What’s Included in a Home Inspection in Texas?

 

In Texas, home inspectors are licensed and regulated by the Texas Real Estate Commission (TREC). TREC has set forth the requirements of a residential home inspection. The standard home inspection will cover almost every system in the home. It covers the following systems:

Structural Systems
– Foundation
– Grading and Drainage
– Roof covering
– Roof Structure and Attic
– Walls
– Ceilings and Floors
– Doors
– Windows
– Fireplace/Chimney
– Porches/Decks/Carports

Heating, Ventilation and Air Conditioning Systems
– Heating Equipment
– Cooling Equipment
– Ducts and Vents

 Electrical
– Service Entrance and Panels
– Branch Circuits


Optional Systems
– Lawn Sprinklers
– Swimming Poolsand Equipment
– Outbuildings
– Water Wells
– Septic Systems


Plumbing Systems
– Water Supply System and Fixtures
– Drains, Wastes, Vents
– Water Heating Equipment
– Gas System
– Hydrotherapy Equipment

All of the above systems (with the exception of the Optional systems) are required to be inspected if they are present.
NOTE: If a particular item or system is not accessible, it will not be inspected, and will be so noted on the inspection report.

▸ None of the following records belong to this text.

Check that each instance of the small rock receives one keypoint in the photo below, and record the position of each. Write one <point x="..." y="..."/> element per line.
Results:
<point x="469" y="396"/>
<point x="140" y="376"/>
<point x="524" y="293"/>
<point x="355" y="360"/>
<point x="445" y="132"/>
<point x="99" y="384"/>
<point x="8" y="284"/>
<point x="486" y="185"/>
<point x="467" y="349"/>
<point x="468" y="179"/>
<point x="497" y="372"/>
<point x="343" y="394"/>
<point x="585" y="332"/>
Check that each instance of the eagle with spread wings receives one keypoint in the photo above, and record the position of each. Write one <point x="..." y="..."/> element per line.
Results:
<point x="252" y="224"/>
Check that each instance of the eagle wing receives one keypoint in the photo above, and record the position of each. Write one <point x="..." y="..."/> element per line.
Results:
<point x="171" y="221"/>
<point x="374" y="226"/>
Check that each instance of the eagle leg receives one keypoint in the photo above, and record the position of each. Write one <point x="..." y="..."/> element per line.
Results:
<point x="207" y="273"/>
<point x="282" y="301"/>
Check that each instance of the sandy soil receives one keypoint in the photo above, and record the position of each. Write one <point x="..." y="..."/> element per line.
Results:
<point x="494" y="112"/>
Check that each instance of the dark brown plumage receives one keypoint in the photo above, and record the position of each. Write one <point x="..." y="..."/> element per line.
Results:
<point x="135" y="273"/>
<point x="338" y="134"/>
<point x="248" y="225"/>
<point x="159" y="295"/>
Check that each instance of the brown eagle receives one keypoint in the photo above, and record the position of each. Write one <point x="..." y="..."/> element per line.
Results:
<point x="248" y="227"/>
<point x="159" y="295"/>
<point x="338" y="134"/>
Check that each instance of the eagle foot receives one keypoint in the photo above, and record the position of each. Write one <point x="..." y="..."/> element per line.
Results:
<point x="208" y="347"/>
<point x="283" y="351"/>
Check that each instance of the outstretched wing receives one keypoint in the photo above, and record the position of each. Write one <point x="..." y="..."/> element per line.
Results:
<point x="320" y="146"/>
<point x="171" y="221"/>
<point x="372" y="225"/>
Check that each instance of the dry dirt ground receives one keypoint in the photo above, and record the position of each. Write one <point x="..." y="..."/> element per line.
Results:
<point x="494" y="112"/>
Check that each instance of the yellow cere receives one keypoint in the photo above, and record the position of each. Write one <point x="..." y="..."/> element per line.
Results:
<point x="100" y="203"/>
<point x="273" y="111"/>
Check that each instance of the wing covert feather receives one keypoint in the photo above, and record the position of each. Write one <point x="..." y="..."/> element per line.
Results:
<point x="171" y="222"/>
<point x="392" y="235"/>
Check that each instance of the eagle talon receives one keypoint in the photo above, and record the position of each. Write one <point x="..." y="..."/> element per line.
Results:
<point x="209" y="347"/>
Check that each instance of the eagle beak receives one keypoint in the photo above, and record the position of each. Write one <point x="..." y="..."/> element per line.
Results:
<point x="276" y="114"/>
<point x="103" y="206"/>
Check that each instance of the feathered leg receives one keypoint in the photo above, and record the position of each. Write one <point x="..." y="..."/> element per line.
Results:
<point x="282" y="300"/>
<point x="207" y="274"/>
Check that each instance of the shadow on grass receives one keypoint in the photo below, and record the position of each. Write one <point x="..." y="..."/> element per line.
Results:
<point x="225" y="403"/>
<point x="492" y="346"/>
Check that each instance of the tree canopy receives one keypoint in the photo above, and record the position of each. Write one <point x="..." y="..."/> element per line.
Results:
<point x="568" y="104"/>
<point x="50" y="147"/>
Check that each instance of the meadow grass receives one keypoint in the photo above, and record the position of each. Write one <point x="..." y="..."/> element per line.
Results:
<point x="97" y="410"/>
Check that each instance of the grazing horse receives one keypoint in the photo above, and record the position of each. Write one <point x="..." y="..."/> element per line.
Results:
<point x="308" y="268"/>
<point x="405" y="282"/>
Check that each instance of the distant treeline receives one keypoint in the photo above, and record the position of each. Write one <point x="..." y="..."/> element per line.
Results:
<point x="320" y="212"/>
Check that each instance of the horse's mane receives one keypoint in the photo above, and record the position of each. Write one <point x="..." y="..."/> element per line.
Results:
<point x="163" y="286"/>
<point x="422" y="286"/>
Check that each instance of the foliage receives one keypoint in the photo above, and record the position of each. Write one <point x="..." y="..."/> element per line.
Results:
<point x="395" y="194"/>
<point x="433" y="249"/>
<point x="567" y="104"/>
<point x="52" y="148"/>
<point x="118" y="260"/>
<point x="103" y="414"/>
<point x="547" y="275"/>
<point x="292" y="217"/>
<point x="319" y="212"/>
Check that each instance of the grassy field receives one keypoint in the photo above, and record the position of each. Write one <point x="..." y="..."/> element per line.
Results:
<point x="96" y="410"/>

Once the inspector has completed the inspection, he or she will produce a written report which is normally delivered to the client via email. The report will contain information (and most often photos) explaining the inspectors findings.

Here are some things to keep in mind when reading your home inspection report:
1.
 Almost every home has some deficiencies, and often, the majority of these deficiencies are minor or related to newer building standards that may not have been in place when the home was built.
2. It is not uncommon to have ten or more items marked as deficient on a home inspection report – even when the home is in good condition.
3. Home inspectors do not have x-ray vision, and they cannot predict the future. There are many parts of a home such as under carpet, inside walls, and behind furnishings that cannot be seen or inspected. Although its rare, an item that is functioning today could stop working tomorrow, and your home inspector often has no way of knowing that something is about to stop working.